Sand called for her to enter when she knocked, his voice muffled by distance but still evidently unsuspecting. She knew him well enough to understand that he would be less than comfortable with facing her, Isaviel Farlong. She did not care. She had to see him. He would understand.
"What is it you require?" he called from the alchemy workshop when she allowed the door to fall shut behind her, banging loudly with a gust of icy air, "Does one of the priests need another ointment? I tell you, I could just give…"
The wizard voice stopped abruptly when there was only telling silence, and he stepped into view through the wood-framed archway at the opposite end of the book-cluttered sitting room, dressed just in his white shirt and black trousers. His voluminous sleeves were rolled up to the elbows, his fingers stained with some alchemical substance, and his eyes were full of a disturbing amount of fear.
"Isaviel."
"Nice to know how glad you are to see me," the Moon Elf noted dryly when the wizard looked about himself in a moment of flustered confusion. When he failed to find whatever it was he was looking for in amongst the bottles of ingredients and multiple pestles and mortars, he wiped his hands self-consciously on a towel by his side, leaving bright blue and green marks behind.

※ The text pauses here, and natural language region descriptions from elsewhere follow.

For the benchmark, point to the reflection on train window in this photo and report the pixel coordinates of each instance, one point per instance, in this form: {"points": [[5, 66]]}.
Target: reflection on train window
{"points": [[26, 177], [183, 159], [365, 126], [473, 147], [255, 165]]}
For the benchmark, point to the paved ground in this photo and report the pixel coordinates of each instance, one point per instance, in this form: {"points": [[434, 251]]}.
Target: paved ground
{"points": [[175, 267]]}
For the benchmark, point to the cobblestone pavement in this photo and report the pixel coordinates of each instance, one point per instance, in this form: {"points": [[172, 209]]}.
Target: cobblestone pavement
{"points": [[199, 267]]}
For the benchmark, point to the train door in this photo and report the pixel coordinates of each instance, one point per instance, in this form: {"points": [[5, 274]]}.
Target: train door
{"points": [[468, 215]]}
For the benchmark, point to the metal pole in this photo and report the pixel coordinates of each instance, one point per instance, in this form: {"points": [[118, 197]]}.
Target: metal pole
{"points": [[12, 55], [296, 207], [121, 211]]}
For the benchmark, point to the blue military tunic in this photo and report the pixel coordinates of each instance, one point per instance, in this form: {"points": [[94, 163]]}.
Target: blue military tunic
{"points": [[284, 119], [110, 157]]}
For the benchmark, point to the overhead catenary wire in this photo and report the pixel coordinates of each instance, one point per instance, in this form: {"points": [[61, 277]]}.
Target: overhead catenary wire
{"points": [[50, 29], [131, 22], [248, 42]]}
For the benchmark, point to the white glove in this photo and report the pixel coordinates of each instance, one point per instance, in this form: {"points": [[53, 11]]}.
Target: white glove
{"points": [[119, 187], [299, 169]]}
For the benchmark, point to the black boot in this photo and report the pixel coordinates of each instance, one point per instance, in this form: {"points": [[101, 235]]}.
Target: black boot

"I…" he paused, watching her now with narrowed eyes.
Sand's scrutiny took in her still-wet hair, her tired face, no doubt judging her bearing. His gaze lingered on her lips for only a split second too long, but drew a rueful smile from Isaviel. Her mocking expression seemed to clear his head, and he drew himself up, pulling his embroidered tailcoat from a peg by the archway as she approached, raising an eyebrow curiously at her silence. She watched him in her turn as he slipped into his coat, seeing the glitter and shine of the many enchanted rings and studs decorating his pointed Elvish ears, matching the rings on his fingers. He was a handsome man, she had always seen it, but that was not what made her watch him so wistfully. In his sharp grey eyes there was understanding, and a sort of clarity which she could not find elsewhere. She saw those eyes, how they watched her, and she felt safe.
"You'll help me," she did not realise she had spoken that thought, but he heard her conviction, and it drew a smile to his lips too.
"I will. In any way I can," he agreed softly, daring to touch a hand to her shoulder, concern clouding his expression, "I was going to say that I had feared we had parted rather awkwardly before. Sometimes it helps, in stressful times like these, to air one's genuinely ridiculous social encounters honestly, you know. Helps alleviate the…" he paused when she stepped closer to him, rocking back on his heels, close enough that she half fancied she could see her eyes reflected back to her in his, "…tension." His voice was barely a whisper.
"I don't really care about our 'awkward parting' earlier. You wanted to kiss me and I wanted to kiss you. We didn't kiss," she shrugged, forcing herself to sound unconcerned, smiling more when he raised his eyebrows at her candour. It amused her almost as much as the ease with which she found that she could distract him physically, "I didn't come here because I thought you were fretting about that. I knew you were, anyway. I came here," she sighed, and her amusement drained out of her, "Because I dreamed that Sir Callum of the Nine is dead. I spoke to him in the Fugue Plain. The first fort has fallen…"
She told Sand of her fears as he guided her to the table in his sitting room, making them each a drink of hot, herb-and-spice flavoured water. She explained how much Akachi was beginning to impinge on her consciousness, but also of her hopes regarding how much of herself she retained. He sat opposite her, sipping his drink from a wooden mug, his elbows resting on a thick, dog-eared book, his eyes intent on her as she spoke.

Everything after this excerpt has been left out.